One good way to silence a computer is to tell Audacity by accident to push speaker sound out to a USB turntable. Obviously, a turntable doesn’t sound like anything, so the sound vanishes (getting this wrong is easier than you think).
It’s possible on some computers that the sound services are so confused that Audacity can’t find the way. “Error opening sound device…” Make sure the computer sound drivers and software are up to date.
Do the reset of preferences in the installer and leave the host in Audacity Device Toolbar on MME. Leave the project rate bottom left of Audacity on 44100 Hz.
Okay, so I reinstalled Audacity and made sure to click on reset preferences when I was given the option. I also left the host in Audacity Device Toolbar on MME and the project rate bottom of Audacity on 44100 Hz. The sound still disappeared when I opened Audacity. I went on Device Manager and tried updating the sound device drivers but I got the message that they were up to date.
Out of curiosity I uninstalled and reinstalled Audacity (resetting preferences) and before I opened the program, I started playing a youtube video to keep an eye on the sound. When Audacity was starting up, the sound started stuttering and when Audacity had completely opened, the sound disappeared. So I feel that there’s something between my computer and Audacity that simply won’t work and is causing the sound to disappear, but I don’t know what’s causing it. All input recording devices are enabled and the sound device drivers insist that they are up to date. I can’t change anything on Audacity without the sound disappearing the moment I open the program.

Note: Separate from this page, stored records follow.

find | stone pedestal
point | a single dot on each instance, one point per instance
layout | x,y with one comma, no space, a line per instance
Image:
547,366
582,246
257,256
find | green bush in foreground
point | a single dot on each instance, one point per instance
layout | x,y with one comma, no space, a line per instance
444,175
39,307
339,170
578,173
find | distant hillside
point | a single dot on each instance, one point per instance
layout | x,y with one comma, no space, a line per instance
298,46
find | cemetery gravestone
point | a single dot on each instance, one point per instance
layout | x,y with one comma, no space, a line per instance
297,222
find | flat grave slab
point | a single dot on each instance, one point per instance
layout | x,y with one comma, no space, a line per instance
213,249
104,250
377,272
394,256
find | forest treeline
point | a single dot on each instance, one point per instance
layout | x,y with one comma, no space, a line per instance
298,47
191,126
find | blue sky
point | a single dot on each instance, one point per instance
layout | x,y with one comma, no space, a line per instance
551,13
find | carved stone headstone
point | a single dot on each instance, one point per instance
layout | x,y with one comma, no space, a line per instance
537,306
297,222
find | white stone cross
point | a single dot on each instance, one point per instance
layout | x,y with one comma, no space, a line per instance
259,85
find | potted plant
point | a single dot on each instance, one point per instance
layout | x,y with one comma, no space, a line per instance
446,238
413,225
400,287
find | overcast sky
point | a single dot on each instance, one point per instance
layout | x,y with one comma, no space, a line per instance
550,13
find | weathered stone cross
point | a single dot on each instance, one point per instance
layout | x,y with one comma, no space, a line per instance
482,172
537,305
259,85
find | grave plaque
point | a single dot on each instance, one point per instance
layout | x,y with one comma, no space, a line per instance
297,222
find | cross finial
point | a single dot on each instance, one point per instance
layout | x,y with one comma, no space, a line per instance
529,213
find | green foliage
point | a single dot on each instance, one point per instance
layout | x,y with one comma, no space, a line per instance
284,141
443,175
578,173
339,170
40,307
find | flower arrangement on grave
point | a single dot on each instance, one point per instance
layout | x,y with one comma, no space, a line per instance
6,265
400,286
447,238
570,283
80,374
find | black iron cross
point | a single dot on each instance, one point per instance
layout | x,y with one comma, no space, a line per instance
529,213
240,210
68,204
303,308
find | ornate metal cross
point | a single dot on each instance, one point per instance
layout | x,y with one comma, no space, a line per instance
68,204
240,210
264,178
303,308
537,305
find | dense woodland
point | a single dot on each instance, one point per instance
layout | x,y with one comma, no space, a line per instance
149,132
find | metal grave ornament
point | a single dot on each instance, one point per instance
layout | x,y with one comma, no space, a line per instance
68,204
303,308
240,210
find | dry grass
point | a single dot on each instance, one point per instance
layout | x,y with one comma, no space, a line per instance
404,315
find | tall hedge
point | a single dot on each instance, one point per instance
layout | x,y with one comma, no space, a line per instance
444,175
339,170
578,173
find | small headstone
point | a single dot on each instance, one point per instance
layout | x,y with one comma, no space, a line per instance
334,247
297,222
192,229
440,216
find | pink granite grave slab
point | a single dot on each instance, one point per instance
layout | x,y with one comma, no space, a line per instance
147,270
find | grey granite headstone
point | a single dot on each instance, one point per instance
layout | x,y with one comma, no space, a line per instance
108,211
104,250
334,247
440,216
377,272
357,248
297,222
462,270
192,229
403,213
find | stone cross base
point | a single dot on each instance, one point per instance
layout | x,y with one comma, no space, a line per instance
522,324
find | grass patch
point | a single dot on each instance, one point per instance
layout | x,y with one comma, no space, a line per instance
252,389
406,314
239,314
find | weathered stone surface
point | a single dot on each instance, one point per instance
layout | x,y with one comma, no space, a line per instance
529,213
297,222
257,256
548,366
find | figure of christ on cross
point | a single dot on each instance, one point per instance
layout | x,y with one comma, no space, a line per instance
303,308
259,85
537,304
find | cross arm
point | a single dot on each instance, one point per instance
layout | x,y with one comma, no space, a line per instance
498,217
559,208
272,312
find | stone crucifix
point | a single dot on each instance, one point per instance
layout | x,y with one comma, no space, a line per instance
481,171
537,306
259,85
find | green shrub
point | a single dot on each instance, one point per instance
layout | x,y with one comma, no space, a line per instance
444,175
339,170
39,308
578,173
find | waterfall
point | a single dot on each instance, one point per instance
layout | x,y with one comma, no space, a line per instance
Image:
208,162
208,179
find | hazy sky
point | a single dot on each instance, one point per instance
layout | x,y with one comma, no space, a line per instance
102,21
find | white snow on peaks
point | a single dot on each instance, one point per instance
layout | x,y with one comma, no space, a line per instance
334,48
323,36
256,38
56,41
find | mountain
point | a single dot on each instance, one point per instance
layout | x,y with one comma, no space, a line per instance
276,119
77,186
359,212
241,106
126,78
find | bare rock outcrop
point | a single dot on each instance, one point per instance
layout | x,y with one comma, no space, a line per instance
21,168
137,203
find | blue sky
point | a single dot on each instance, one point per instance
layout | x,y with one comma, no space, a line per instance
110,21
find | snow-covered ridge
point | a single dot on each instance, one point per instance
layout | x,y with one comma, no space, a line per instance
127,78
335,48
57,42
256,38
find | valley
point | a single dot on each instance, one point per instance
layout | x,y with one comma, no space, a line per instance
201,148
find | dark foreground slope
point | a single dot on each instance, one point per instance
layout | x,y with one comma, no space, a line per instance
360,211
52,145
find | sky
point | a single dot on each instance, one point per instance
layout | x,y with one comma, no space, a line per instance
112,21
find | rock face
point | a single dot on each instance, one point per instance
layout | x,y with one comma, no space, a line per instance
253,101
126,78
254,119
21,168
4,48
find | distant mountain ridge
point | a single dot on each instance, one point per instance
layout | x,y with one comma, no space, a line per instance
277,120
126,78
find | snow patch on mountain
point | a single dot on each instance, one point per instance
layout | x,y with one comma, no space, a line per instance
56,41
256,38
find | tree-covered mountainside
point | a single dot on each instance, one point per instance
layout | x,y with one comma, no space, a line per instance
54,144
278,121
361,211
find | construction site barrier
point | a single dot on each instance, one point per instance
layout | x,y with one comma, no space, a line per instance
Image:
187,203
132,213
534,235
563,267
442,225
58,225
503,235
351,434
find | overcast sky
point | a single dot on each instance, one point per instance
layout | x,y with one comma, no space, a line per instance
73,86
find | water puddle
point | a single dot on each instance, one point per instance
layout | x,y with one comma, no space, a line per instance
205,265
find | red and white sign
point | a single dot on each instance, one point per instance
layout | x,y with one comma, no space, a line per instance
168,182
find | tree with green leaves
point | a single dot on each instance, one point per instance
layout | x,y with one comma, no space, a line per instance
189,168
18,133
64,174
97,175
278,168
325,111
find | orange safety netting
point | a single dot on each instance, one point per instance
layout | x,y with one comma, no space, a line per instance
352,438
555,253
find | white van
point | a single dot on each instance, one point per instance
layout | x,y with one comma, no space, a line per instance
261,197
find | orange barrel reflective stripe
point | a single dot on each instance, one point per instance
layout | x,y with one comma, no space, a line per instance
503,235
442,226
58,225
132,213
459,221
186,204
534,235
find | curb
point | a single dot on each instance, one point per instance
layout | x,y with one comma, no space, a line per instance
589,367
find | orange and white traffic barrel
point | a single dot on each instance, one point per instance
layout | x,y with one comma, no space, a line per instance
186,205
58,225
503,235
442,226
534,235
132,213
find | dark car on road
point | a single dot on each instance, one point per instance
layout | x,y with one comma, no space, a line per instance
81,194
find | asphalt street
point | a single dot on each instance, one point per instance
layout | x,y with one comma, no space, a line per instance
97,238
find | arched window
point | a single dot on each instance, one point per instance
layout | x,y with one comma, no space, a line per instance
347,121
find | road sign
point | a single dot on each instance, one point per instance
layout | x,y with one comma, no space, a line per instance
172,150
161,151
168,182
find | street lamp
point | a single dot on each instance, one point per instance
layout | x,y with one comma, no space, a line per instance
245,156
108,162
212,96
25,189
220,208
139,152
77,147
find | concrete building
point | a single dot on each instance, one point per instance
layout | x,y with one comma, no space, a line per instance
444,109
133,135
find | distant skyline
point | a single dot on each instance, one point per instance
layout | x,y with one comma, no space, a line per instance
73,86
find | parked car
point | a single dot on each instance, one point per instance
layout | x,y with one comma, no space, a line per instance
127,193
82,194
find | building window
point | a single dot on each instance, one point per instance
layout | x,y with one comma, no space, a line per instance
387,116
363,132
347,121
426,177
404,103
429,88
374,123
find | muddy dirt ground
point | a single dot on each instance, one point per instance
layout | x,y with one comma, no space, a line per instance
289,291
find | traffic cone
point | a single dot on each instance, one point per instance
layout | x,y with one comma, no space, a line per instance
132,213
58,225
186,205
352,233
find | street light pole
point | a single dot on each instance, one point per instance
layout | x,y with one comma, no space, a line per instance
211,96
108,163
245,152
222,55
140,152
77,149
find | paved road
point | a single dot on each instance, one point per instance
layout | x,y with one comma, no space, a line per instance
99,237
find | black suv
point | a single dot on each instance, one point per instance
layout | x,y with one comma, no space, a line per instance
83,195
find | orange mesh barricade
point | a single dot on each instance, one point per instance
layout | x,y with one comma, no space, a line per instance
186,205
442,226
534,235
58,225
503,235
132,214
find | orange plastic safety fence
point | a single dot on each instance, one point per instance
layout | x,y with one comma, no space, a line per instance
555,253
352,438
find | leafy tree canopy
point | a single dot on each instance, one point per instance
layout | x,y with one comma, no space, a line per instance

To answer Gale, I’m trying to record sound from video files. The files come in duplicates and half are “.exe” files and the other are “.sec” files when I click on their Properties. I open the video files by clicking on the “.exe” versions and they open up on a program called BackUp Viewer. This set-up didn’t cause any issues on the university computer so I don’t know what I’m doing wrong on this computer that Audacity is making the sound disappear.
That does not mean that they are necessarily the correct drivers. As it says on Missing features - Audacity Support they may even be Microsoft drivers. Microsoft drivers will be generic drivers and explicitly not properly matched with your audio device.
In 99 out of 100 cases such behaviour will be a sound driver problem. Assuming this is a branded computer like Dell or HP, go to the web site of the computer manufacturer, look for your exact computer model and download the audio drivers for Vista. If you have 64-bit Vista, get the drivers for Vista 64-bit.
Then install the drivers and restart the computer.
You should do this even if you happen to have the exact same drivers installed already. Driver installations can get corrupted.
OK so I think you are using a proprietary Samsung SEC video format and video player.
There is a small chance that if you install FFmpeg from Audacity Manual then drag the SEC file into Audacity, the audio from the video will import into Audacity. If that works, you don’t lose quality by trying to record the sound as it’s playing or risk recording system sounds at the same time.
But I don’t think that would help your audio problem. Please try installing or reinstalling the correct audio drivers to fix that.